I am trying to send data from Amazon Kinesis Data Firehose to Amazon Elasticsearch Service, but it's logging an error saying 503 Service Unavailable
. However, I can reach the Elasticsearch endpoint (https://vpc-XXX.<region>.es.amazonaws.com
) and make queries on it. I also went through How can I prevent HTTP 503 Service Unavailable errors in Amazon Elasticsearch Service? and can confirm my setup have enough resources.
Here's the error I get in my S3 backup bucket that holds the failed logs:
{
"attemptsMade": 8,
"arrivalTimestamp": 1599748282943,
"errorCode": "ES.ServiceException",
"errorMessage": "Error received from Elasticsearch cluster. <html><body><h1>503 Service Unavailable</h1>\nNo server is available to handle this request.\n</body></html>",
"attemptEndingTimestamp": 1599748643460,
"rawData": "eyJ0aWNrZXJfc3ltYm9sIjoiQUxZIiwic2VjdG9yIjoiRU5FUkdZIiwiY2hhbmdlIjotNi4zNSwicHJpY2UiOjg4LjgzfQ==",
"subsequenceNumber": 0,
"esDocumentId": "49610662085822146490768158474738345331794592496281976834.0",
"esIndexName": "prometheus-2020-09",
"esTypeName": ""
},
Anyone have any ideas how to fix this and have the data indexed into Elasticsearch?
Turns out, my issue was with selecting the wrong security group.
I was using the same security group (I named it elasticsearch-${domain_name}
) as attached to the Elasticsearch instance (which allowed TCP ingress/egress to/from port 443 from the firehose_es
security group).
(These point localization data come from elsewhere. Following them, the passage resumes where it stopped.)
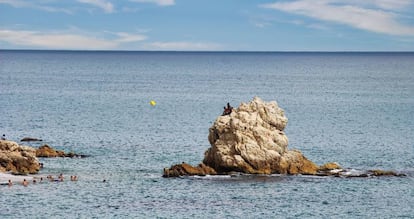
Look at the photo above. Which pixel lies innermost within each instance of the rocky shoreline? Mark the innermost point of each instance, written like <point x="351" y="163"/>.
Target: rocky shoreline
<point x="250" y="139"/>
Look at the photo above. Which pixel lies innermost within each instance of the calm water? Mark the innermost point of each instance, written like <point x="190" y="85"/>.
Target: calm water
<point x="353" y="108"/>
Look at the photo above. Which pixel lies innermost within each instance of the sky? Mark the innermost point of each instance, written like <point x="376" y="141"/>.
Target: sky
<point x="208" y="25"/>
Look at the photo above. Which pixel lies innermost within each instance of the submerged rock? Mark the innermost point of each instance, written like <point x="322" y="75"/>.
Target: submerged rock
<point x="47" y="151"/>
<point x="18" y="159"/>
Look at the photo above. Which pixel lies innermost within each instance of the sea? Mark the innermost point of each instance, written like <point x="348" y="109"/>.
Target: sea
<point x="353" y="108"/>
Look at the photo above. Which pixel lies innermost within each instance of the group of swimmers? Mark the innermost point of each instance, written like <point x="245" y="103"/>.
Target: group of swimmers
<point x="60" y="178"/>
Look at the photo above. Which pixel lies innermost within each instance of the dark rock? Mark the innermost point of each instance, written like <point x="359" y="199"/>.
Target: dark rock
<point x="30" y="139"/>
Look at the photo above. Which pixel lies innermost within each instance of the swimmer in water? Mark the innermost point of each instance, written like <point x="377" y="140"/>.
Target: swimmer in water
<point x="25" y="182"/>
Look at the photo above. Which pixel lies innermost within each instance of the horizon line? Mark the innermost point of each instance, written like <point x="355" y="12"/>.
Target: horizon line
<point x="217" y="51"/>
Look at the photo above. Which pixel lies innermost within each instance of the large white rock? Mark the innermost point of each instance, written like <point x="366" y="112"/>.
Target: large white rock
<point x="251" y="140"/>
<point x="17" y="158"/>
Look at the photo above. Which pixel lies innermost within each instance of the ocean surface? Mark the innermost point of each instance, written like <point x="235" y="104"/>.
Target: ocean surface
<point x="356" y="109"/>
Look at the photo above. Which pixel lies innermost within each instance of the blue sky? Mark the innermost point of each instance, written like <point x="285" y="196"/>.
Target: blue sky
<point x="208" y="25"/>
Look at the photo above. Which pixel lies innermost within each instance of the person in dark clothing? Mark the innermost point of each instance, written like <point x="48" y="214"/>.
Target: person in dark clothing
<point x="227" y="110"/>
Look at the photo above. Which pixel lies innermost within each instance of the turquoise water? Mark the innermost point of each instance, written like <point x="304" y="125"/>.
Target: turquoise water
<point x="353" y="108"/>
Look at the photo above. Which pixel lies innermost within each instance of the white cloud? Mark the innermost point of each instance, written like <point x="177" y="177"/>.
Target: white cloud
<point x="183" y="46"/>
<point x="372" y="15"/>
<point x="104" y="5"/>
<point x="128" y="38"/>
<point x="158" y="2"/>
<point x="34" y="5"/>
<point x="56" y="40"/>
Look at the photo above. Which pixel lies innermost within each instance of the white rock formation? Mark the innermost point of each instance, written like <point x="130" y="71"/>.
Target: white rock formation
<point x="251" y="140"/>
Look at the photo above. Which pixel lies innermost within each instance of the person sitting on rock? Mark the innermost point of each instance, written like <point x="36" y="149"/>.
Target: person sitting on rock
<point x="227" y="110"/>
<point x="25" y="182"/>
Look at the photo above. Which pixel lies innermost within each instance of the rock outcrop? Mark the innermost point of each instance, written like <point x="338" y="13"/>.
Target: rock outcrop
<point x="18" y="159"/>
<point x="251" y="140"/>
<point x="30" y="139"/>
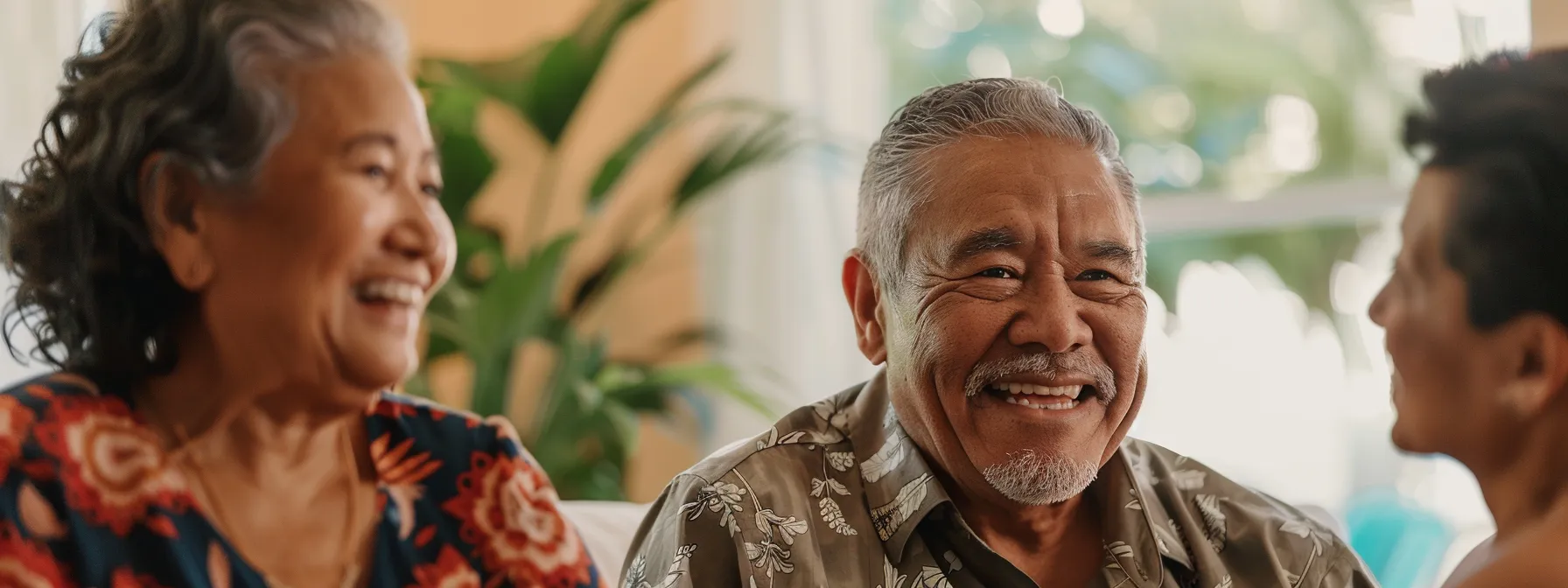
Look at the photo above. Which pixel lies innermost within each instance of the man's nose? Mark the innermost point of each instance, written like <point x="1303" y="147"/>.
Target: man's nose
<point x="1049" y="316"/>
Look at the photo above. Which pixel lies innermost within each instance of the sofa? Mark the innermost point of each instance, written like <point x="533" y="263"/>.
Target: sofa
<point x="607" y="530"/>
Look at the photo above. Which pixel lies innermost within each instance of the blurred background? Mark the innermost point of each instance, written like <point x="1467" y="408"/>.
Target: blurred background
<point x="654" y="200"/>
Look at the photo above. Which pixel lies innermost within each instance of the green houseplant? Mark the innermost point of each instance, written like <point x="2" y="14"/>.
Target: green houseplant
<point x="587" y="417"/>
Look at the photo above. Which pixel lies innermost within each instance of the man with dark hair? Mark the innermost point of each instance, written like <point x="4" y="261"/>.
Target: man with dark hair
<point x="1476" y="309"/>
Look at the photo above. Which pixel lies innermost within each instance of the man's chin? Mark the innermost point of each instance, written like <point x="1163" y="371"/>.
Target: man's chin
<point x="1039" y="479"/>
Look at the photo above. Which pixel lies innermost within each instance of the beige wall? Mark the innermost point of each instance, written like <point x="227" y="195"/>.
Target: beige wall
<point x="1550" y="24"/>
<point x="662" y="297"/>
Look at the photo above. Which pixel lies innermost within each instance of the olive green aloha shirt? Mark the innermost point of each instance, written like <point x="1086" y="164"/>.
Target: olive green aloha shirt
<point x="836" y="494"/>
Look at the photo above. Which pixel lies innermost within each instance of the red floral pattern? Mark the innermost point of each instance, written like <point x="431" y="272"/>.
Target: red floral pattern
<point x="27" y="564"/>
<point x="461" y="500"/>
<point x="508" y="512"/>
<point x="449" y="571"/>
<point x="126" y="578"/>
<point x="112" y="466"/>
<point x="16" y="422"/>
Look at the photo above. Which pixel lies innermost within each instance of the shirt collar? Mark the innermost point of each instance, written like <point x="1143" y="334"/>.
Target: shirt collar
<point x="902" y="488"/>
<point x="1136" y="524"/>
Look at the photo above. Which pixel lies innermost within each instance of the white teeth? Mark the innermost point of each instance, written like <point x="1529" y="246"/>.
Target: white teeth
<point x="391" y="290"/>
<point x="1040" y="391"/>
<point x="1060" y="405"/>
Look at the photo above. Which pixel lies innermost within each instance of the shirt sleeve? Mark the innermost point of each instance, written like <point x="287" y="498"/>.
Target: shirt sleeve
<point x="686" y="540"/>
<point x="1346" y="570"/>
<point x="534" y="544"/>
<point x="29" y="528"/>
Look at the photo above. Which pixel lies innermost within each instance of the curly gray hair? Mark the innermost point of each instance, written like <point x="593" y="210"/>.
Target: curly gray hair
<point x="195" y="80"/>
<point x="897" y="178"/>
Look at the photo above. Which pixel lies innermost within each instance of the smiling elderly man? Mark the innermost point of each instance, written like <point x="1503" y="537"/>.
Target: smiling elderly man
<point x="999" y="278"/>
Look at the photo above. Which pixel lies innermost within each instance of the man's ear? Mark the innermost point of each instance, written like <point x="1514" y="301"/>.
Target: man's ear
<point x="1538" y="364"/>
<point x="864" y="297"/>
<point x="172" y="207"/>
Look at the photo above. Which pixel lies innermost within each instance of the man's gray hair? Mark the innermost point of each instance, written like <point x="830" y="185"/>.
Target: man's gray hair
<point x="897" y="172"/>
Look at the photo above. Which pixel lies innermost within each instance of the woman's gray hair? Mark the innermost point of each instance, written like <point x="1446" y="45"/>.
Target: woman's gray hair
<point x="198" y="82"/>
<point x="897" y="176"/>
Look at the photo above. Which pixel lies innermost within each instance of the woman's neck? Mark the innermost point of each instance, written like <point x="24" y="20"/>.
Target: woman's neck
<point x="253" y="417"/>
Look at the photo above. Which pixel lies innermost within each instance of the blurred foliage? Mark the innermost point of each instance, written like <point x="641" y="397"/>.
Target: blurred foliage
<point x="1223" y="60"/>
<point x="587" y="421"/>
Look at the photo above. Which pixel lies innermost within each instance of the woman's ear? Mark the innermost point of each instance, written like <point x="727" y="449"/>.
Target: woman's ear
<point x="172" y="207"/>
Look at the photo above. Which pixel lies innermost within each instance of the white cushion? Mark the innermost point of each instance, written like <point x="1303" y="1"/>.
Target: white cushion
<point x="607" y="530"/>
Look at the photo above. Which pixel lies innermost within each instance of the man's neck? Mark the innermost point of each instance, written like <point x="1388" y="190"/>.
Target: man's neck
<point x="1530" y="485"/>
<point x="1049" y="542"/>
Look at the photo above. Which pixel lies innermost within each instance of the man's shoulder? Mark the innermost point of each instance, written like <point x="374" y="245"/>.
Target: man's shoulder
<point x="1181" y="479"/>
<point x="792" y="439"/>
<point x="1253" y="534"/>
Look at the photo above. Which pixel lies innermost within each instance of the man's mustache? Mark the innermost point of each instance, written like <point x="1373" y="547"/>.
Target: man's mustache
<point x="1049" y="366"/>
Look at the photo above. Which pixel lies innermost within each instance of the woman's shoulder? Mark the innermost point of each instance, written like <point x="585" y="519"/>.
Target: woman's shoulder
<point x="438" y="429"/>
<point x="38" y="394"/>
<point x="51" y="399"/>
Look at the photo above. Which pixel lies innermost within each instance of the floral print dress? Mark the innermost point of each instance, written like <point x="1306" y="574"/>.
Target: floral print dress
<point x="90" y="500"/>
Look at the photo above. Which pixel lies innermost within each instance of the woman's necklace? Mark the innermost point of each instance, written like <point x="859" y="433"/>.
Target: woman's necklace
<point x="352" y="524"/>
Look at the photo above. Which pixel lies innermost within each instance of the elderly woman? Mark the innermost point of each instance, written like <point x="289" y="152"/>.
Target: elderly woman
<point x="1477" y="306"/>
<point x="225" y="243"/>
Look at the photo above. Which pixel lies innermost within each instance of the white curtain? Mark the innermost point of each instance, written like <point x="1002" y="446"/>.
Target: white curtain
<point x="774" y="245"/>
<point x="35" y="39"/>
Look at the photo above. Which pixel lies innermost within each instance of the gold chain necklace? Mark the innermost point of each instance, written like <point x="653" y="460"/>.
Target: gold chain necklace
<point x="350" y="568"/>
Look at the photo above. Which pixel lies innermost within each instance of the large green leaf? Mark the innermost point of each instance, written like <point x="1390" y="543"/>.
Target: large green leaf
<point x="516" y="301"/>
<point x="491" y="382"/>
<point x="732" y="152"/>
<point x="571" y="65"/>
<point x="479" y="255"/>
<point x="714" y="378"/>
<point x="465" y="162"/>
<point x="634" y="146"/>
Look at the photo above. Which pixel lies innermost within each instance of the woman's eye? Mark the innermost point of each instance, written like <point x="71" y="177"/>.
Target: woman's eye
<point x="1001" y="273"/>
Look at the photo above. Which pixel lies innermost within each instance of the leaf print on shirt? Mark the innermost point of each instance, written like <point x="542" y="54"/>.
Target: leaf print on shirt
<point x="888" y="518"/>
<point x="1116" y="554"/>
<point x="1296" y="528"/>
<point x="718" y="497"/>
<point x="768" y="557"/>
<point x="841" y="459"/>
<point x="891" y="578"/>
<point x="1213" y="520"/>
<point x="637" y="574"/>
<point x="786" y="528"/>
<point x="835" y="516"/>
<point x="932" y="578"/>
<point x="886" y="458"/>
<point x="1189" y="479"/>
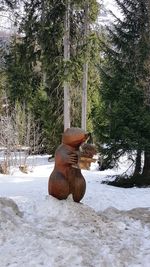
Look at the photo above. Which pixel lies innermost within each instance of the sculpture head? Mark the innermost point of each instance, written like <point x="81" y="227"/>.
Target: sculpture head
<point x="74" y="137"/>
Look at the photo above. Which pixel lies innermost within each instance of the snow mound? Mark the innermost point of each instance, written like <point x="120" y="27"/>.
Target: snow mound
<point x="68" y="234"/>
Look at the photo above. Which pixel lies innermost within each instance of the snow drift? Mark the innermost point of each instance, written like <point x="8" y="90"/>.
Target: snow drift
<point x="66" y="234"/>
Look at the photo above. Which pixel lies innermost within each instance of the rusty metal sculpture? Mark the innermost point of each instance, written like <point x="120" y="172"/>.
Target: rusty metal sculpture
<point x="66" y="178"/>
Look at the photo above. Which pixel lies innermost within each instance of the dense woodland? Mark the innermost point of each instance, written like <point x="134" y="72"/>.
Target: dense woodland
<point x="116" y="59"/>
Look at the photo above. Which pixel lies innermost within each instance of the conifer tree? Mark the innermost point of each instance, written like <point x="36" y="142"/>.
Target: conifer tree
<point x="125" y="114"/>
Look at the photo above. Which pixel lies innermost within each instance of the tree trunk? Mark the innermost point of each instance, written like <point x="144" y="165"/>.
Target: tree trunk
<point x="85" y="73"/>
<point x="66" y="58"/>
<point x="137" y="163"/>
<point x="146" y="168"/>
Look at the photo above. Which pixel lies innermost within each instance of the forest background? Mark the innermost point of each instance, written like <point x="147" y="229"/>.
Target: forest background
<point x="33" y="72"/>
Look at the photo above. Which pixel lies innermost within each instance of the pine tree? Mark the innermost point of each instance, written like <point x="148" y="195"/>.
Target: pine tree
<point x="125" y="115"/>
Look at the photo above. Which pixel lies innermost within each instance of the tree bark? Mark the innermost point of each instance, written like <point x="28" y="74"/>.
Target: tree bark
<point x="85" y="73"/>
<point x="146" y="168"/>
<point x="66" y="58"/>
<point x="137" y="163"/>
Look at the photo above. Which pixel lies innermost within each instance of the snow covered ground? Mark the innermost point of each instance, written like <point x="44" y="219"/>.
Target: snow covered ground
<point x="110" y="228"/>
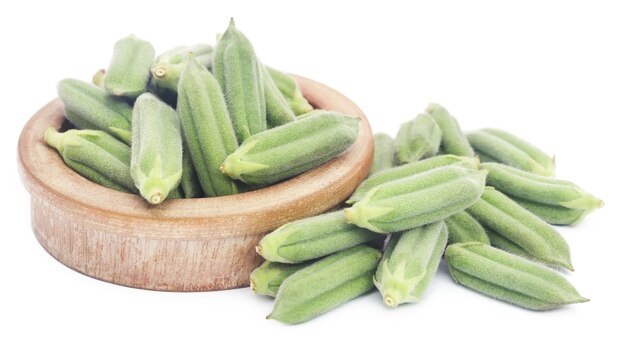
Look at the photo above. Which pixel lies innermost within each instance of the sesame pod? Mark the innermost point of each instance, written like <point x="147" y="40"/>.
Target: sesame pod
<point x="452" y="139"/>
<point x="325" y="284"/>
<point x="509" y="278"/>
<point x="168" y="66"/>
<point x="383" y="153"/>
<point x="89" y="107"/>
<point x="312" y="238"/>
<point x="291" y="149"/>
<point x="267" y="278"/>
<point x="417" y="139"/>
<point x="157" y="150"/>
<point x="238" y="72"/>
<point x="554" y="201"/>
<point x="129" y="71"/>
<point x="95" y="155"/>
<point x="290" y="90"/>
<point x="206" y="127"/>
<point x="537" y="238"/>
<point x="410" y="263"/>
<point x="463" y="228"/>
<point x="417" y="200"/>
<point x="507" y="149"/>
<point x="410" y="169"/>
I should have selected the firehose_es
security group instead.
As requested in the comment, here's the Terraform configuration for the firehose_es
SG.
resource "aws_security_group" "firehose_es" {
name = "firehose_es"
description = "Firehose to send logs to Elasticsearch"
vpc_id = module.networking.aws_vpc_id
}
resource "aws_security_group_rule" "firehose_es_https_ingress" {
type = "ingress"
from_port = 443
to_port = 443
protocol = "tcp"
security_group_id = aws_security_group.firehose_es.id
cidr_blocks = ["10.0.0.0/8"]
}
resource "aws_security_group_rule" "firehose_es_https_egress" {
type = "egress"
from_port = 443
to_port = 443
protocol = "tcp"
security_group_id = aws_security_group.firehose_es.id
source_security_group_id = aws_security_group.elasticsearch.id
}
Another thing which I fixed prior to asking this question (which may be why some of you are reaching this question) is to use the right role and attach the right policy to the role. Here's my role (as Terraform config)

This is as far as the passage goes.